Le RN est le premier parti du groupe, avec 30 eurodéputés, suivi par le Fidesz hongrois (parti de Viktor Orban), la Ligue italienne, et les partis d’extrême droite tchèque et autrichien. L’objectif de ce nouveau groupe est de former une alternative aux socialistes et à la droite traditionnelle, les deux premières forces au Parlement. Avec l’exemple de quelques débats clés en Europe, Webex décrypte le détail de cette position. 

Lutte contre l’immigration

Sans surprise, la lutte contre immigration est un sujet majeur pour le groupe d’extrême droite. Le dernier texte européen majeur voté à ce sujet, le “pacte asile et migration” vise à créer un mécanisme de solidarité entre pays membres en cas d’arrivées massives de migrants. Il a été adopté en mai 2024, avant la création des Patriotes. Le Rassemblement national, première force des Patriotes, avait alors fustigé un “appel d’air [...] alors que la submersion migratoire a déjà des conséquences importantes”.

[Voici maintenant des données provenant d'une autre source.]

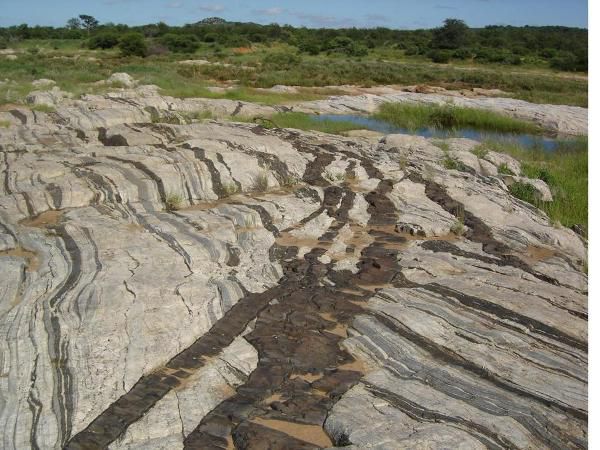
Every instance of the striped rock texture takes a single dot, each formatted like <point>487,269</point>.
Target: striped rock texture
<point>221,285</point>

Sur les questions environnementales, les Patriotes s’opposent au Pacte vert européen, un ensemble de mesures qui visent à rendre l’Europe neutre en carbone d’ici 2050. Fin janvier, le président du groupe Jordan Bardella a appelé à une grande alliance des droites européennes contre le pacte et s’y oppose au nom de la compétitivité. 

Rapprochement avec Trump

Les Patriotes se démarquent également par leur rapprochement avec Donald Trump. Le chef du parti espagnol Vox et hôte du sommet de Madrid, Santiago Abascal, a participé à l’investiture du 47e président américain. Le slogan du sommet, “Make Europe Great Again”, est même une référence directe à l’idéologie souverainiste de Donald Trump. Son bras droit Elon Musk sera d’ailleurs présent à Madrid.

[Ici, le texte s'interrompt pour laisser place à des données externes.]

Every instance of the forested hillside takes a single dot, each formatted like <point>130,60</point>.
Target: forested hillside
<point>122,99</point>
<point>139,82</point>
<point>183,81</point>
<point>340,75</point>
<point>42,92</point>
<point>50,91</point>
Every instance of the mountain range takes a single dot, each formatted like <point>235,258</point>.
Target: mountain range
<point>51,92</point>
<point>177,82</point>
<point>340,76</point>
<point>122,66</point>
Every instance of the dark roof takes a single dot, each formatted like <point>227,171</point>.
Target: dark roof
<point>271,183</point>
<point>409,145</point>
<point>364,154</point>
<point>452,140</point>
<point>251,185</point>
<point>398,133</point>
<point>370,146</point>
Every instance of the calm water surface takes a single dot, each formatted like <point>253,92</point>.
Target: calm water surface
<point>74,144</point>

La contradiction entre la ligne nationaliste à l’échelle des pays européens et l’entente affichée avec Donald Trump ne manque pas de faire réagir à gauche. “Ce sont des gens qui se disent patriotes, mais qui finalement se vendent aux intérêts de la puissance américaine”, accuse l’eurodéputée socialiste Aurore Lalucq auprès de Franceinfo. 

Fragmentation au Parlement

Cette focalisation de l’attention sur les Patriotes, qui est aussi l’objectif du sommet de Madrid, ne doit pas faire oublier que l’extrême droite a subi une fragmentation lors des dernières élections européennes. Passée de deux groupes à trois au Parlement, l’extrême droite européenne se distingue aussi par les dissensions internes. 

Le Rassemblement national s’était notamment écarté de l’AfD allemande, après plusieurs scandales. En mai 2024, pendant les campagnes européennes, la tête de liste Jordan Bardella avait déclaré que le parti allemand avait “franchi des lignes [qu’il] considère comme rouges”. La goutte d’eau était une déclaration de Maximilian Krah, tête de liste AfD, selon laquelle un SS “n’est pas automatiquement un criminel”. 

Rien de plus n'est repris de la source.